Once the checksums are calculated the footer is formed like the following (FSRoot#writeIndexData
):
final StringBuilder footerBuilder = new StringBuilder();
footerBuilder.append(l2pOffset);
footerBuilder.append(' ');
footerBuilder.append(l2pChecksum);
footerBuilder.append(' ');
footerBuilder.append(p2lOffset);
footerBuilder.append(' ');
footerBuilder.append(p2lChecksum);
final String footerString = footerBuilder.toString();
and then the footer length is also written.
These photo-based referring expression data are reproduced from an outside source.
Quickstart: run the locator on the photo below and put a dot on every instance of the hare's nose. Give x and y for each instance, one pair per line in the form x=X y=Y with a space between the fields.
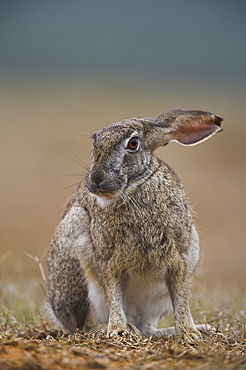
x=97 y=176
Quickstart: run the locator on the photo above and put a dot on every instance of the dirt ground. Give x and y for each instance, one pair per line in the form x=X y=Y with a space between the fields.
x=44 y=349
x=29 y=341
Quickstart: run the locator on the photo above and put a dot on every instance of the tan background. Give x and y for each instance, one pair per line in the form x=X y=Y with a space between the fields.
x=48 y=115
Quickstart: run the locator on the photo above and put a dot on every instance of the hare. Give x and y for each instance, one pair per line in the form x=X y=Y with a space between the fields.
x=126 y=246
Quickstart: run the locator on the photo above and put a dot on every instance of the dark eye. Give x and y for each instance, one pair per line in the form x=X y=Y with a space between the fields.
x=133 y=143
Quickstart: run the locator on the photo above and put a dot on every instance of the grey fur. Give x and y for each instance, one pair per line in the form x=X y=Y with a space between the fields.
x=126 y=245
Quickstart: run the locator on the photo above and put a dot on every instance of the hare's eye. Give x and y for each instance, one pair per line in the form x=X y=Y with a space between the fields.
x=133 y=144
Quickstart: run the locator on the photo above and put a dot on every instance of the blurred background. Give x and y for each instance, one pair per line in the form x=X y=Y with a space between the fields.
x=67 y=68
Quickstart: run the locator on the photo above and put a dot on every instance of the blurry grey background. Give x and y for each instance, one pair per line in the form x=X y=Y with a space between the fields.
x=68 y=68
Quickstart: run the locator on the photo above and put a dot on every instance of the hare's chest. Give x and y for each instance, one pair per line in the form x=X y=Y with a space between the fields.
x=131 y=241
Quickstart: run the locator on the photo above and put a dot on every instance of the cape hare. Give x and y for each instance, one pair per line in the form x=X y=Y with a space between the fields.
x=126 y=245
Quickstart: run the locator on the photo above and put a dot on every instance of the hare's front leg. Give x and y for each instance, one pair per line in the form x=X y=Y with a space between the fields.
x=178 y=282
x=113 y=287
x=114 y=292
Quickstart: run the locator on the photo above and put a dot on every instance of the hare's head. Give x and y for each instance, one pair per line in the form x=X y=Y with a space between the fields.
x=122 y=153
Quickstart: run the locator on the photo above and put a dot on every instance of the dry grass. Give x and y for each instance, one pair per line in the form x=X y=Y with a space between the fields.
x=28 y=341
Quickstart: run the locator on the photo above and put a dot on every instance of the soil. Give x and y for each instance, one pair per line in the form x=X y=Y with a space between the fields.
x=44 y=349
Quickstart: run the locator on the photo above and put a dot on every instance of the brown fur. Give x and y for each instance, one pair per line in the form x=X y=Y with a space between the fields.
x=128 y=232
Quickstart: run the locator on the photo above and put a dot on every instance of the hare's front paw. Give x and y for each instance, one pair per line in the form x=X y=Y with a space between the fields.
x=130 y=329
x=189 y=334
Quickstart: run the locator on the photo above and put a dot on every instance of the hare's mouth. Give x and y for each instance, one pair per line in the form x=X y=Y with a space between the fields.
x=105 y=199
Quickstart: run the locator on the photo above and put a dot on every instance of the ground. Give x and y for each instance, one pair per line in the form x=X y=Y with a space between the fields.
x=30 y=342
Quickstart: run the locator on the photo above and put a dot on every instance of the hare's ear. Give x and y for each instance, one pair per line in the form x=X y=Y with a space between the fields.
x=187 y=127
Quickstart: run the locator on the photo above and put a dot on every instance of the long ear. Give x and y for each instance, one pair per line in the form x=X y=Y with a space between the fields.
x=187 y=127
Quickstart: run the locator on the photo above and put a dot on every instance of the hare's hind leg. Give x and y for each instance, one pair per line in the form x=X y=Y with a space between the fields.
x=68 y=296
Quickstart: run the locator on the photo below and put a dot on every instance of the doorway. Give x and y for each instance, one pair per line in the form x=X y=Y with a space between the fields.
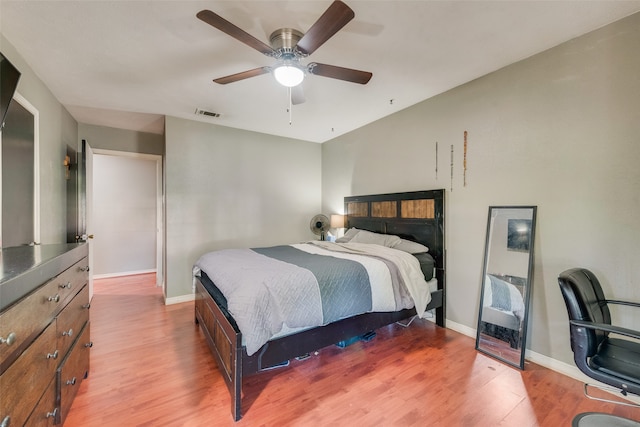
x=126 y=213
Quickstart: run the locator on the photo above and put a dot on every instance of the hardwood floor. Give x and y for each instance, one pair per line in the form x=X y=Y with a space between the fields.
x=150 y=366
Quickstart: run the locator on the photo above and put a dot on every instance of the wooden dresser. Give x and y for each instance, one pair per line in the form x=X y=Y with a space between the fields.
x=44 y=332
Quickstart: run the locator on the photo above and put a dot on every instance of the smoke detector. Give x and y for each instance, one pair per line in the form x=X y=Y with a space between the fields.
x=201 y=112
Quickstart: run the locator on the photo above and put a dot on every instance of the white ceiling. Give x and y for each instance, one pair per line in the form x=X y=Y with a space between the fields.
x=127 y=64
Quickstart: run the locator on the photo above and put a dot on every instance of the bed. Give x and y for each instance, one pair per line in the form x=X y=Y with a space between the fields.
x=411 y=216
x=503 y=308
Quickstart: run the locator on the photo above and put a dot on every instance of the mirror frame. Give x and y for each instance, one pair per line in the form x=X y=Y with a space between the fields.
x=527 y=291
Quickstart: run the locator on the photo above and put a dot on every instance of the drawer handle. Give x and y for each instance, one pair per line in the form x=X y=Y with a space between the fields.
x=11 y=338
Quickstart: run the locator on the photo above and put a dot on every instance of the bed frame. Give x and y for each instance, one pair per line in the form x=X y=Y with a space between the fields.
x=417 y=216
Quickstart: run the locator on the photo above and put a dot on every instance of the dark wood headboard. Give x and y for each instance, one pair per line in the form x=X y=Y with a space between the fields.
x=416 y=215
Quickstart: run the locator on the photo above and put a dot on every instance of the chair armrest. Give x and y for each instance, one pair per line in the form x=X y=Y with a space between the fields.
x=619 y=302
x=606 y=327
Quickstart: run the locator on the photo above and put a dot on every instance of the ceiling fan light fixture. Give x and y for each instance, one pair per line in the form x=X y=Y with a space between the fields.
x=288 y=75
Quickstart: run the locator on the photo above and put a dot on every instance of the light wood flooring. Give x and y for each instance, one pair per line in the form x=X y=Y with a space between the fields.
x=150 y=366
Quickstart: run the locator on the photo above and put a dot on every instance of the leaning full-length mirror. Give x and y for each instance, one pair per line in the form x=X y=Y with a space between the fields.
x=506 y=283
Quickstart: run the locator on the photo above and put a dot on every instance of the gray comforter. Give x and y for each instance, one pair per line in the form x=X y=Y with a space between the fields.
x=269 y=290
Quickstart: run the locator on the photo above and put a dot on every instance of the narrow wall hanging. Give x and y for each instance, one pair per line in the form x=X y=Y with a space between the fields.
x=464 y=176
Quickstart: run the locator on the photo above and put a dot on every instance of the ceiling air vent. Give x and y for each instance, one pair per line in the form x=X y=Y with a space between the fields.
x=201 y=112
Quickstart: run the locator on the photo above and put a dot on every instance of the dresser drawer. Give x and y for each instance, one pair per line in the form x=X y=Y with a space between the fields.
x=71 y=320
x=28 y=377
x=20 y=323
x=72 y=371
x=71 y=280
x=45 y=413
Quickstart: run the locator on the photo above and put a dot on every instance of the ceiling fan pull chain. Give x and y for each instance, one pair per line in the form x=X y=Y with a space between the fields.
x=290 y=102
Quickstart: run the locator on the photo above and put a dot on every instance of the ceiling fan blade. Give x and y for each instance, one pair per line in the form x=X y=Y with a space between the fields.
x=331 y=21
x=237 y=33
x=243 y=75
x=340 y=73
x=297 y=95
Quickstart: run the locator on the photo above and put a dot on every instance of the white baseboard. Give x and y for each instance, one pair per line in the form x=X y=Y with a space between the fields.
x=121 y=274
x=555 y=365
x=464 y=330
x=179 y=299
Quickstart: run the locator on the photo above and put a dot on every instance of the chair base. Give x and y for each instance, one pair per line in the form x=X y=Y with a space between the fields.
x=596 y=419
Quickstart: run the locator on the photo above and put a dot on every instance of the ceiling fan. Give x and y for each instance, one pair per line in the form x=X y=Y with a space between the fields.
x=290 y=46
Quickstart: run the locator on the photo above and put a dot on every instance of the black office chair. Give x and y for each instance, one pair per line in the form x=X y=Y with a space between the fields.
x=600 y=349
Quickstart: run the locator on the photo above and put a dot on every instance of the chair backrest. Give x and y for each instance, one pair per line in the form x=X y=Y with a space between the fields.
x=585 y=301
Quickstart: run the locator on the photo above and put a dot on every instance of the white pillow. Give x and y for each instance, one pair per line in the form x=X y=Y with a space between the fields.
x=348 y=235
x=364 y=236
x=411 y=247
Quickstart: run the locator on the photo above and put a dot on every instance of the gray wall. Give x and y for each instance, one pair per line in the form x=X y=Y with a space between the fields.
x=227 y=188
x=108 y=138
x=57 y=130
x=558 y=130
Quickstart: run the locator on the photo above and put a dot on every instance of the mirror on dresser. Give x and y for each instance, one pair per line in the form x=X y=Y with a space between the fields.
x=506 y=283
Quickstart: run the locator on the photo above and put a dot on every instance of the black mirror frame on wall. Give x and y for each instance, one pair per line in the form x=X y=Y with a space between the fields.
x=507 y=276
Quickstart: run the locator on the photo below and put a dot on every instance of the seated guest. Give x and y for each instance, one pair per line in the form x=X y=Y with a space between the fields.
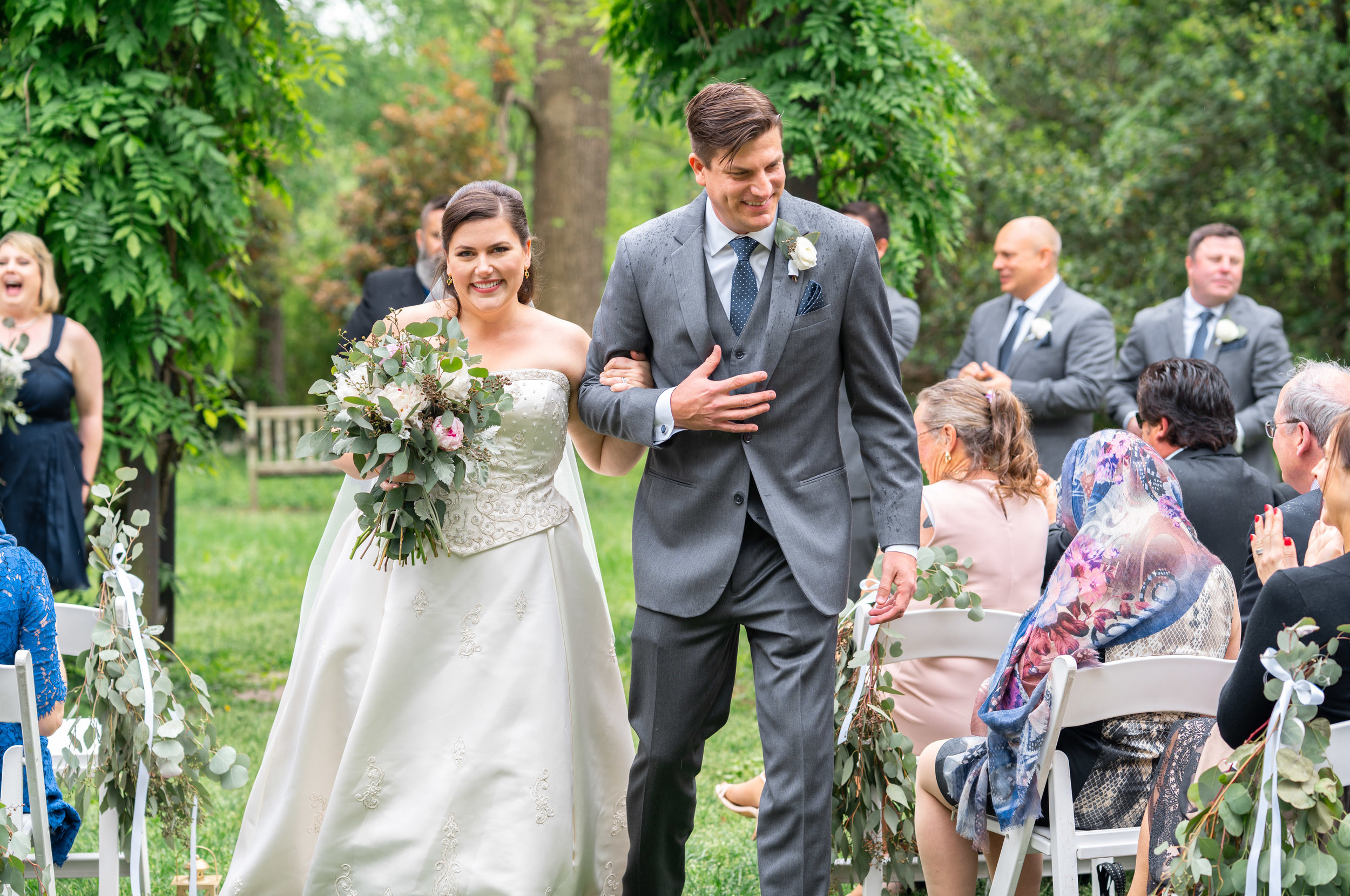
x=1186 y=413
x=401 y=286
x=983 y=500
x=1317 y=590
x=29 y=623
x=1124 y=507
x=1308 y=407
Also MD5 and SHA-1 are used in representations: FSRepresentation#myMD5HexDigest
and FSRepresentation#mySHA1HexDigest
. If representation represents a file, they equal to the MD5 and SHA-1 of the content of the file. In contrast when FNV-1a was calculated, it was calculated for representation encoded in the way it is stored in the “rev file”. E.g. if I have a file with content “abc\n”, its MD5 and SHA-1 are:
$ md5sum file
0bee89b07a248e27c83fc3d5951213c1 file
$ sha1sum file
03cfd743661f07975fa2f1220c5194cbaff48451 file
and if I look inside the “rev file”, it starts with
00000000 44 45 4c 54 41 0a 53 56 4e 02 00 00 04 02 05 01 |DELTA.SVN.......|
00000010 84 04 61 62 63 0a 45 4e 44 52 45 50 0a 69 64 3a |..abc.ENDREP.id:|
00000020 20 30 2d 31 2e 30 2e 72 31 2f 34 0a 74 79 70 65 | 0-1.0.r1/4.type|
00000030 3a 20 66 69 6c 65 0a 63 6f 75 6e 74 3a 20 30 0a |: file.count: 0.|
00000040 74 65 78 74 3a 20 31 20 33 20 31 36 20 34 20 30 |text: 1 3 16 4 0|
00000050 62 65 65 38 39 62 30 37 61 32 34 38 65 32 37 63 |bee89b07a248e27c|
00000060 38 33 66 63 33 64 35 39 35 31 32 31 33 63 31 20 |83fc3d5951213c1 |
00000070 30 33 63 66 64 37 34 33 36 36 31 66 30 37 39 37 |03cfd743661f0797|
00000080 35 66 61 32 66 31 32 32 30 63 35 31 39 34 63 62 |5fa2f1220c5194cb|
00000090 61 66 66 34 38 34 35 31 20 30 2d 30 2f 5f 32 0a |aff48451 0-0/_2.|
...
as you see, it contains both “0bee…” and “03cfd…” hashes as strings. But FNV-1a is probably calculated of … I’m not sure of which part of this file, but of some part of this “rev file”, not of just “abc”.
Ok, that’s all for today, to be continued.
By the way, you could be also interested in reading about “layout sharded” feature (preventing too many files in “db/revs” directory), otherwise for some large sharded repositories your code might fail.